Wednesday, July 20, 2011

Friends are friends forever?

Liz and Erica on St. Patty's Day
If I were to try and fill this blog solely with our adventures in infertility, it would be spotty at best so don’t be surprised if you see more frequent posts that have nothing to do with baby-making. Today’s ramble was inspired by a conversation with a friend of mine. I stated that good friendships, like good marriages, require work from both ends. Relationships go through phases and the ones that are meant to last, do. That got me thinking about the friends I have had over the years.

The one constant has been that I have always kept a very small circle of close friends, as in 1-2 at any period in my life. I have yet to determine whether that is by choice or just the way it has worked out. I used to long to be more popular and have a slew of close girlfriends, but these days, I am content with what I have and am happy to say Georgia has treated me well when it comes to friends (see photo!).

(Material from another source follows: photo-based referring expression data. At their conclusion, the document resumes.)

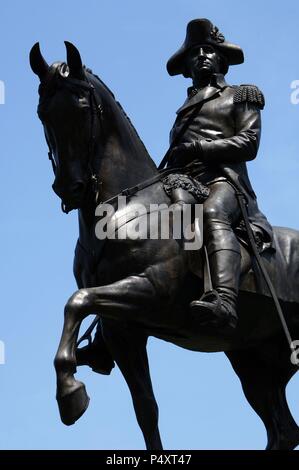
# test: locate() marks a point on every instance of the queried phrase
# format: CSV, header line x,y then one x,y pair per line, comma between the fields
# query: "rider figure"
x,y
222,135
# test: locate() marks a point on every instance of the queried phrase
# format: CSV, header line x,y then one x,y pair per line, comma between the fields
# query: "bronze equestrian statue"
x,y
143,287
222,134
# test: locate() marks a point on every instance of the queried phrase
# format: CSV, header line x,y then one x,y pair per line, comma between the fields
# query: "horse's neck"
x,y
122,162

I have a pretty high standard for friends, a standard that has been cultivated over the years from too many feelings of being let down by someone I cared about. I need my friends to be an active part of my life and reach out to me as often as I reach out to them. In the spirit of honesty, I admit that I have not always been a good friend. There are more than a few occasions where I acted like the total and complete opposite of a friend. I’m thankful to say that I’m still friends with some of the people I hurt (and you know who you are) the most during my misguided, fickle, jealous youth — proof that the good ones stick.

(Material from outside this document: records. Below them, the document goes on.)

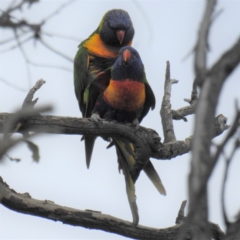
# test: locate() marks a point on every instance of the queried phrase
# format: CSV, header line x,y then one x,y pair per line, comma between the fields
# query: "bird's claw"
x,y
135,123
95,118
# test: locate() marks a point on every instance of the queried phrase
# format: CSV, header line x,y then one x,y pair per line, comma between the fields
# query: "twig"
x,y
228,161
202,44
55,51
64,5
180,217
185,111
166,112
24,56
28,101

Friendships were easier to keep up when we were in school; everyone was together all the time. Now that we have grown up and moved all over the country, a lot more effort is needed to keep the connection fresh. Distance and different types of lives make it difficult and while things like Facebook are great for not losing touch completely, I think it also leads to a false sense of intimacy.

I no longer waste time on forcing friendship. I will try numerous times to connect but if all I get is static on the other line, I eventually leave it up to them. In fact, J and I did that with a couple we were friends with in Virginia. We invited them to a million different things, but they always had an excuse so we finally stopped asking and they never took the time to reach out to us. We ended up cutting our losses. Sad, but true.

What about you? Are you still in touch with friends from different times of your life? Do you make it a priority to maintain those connections? The best girlfriends are simply invaluable and I’m curious to see what others do to keep those relationships fresh.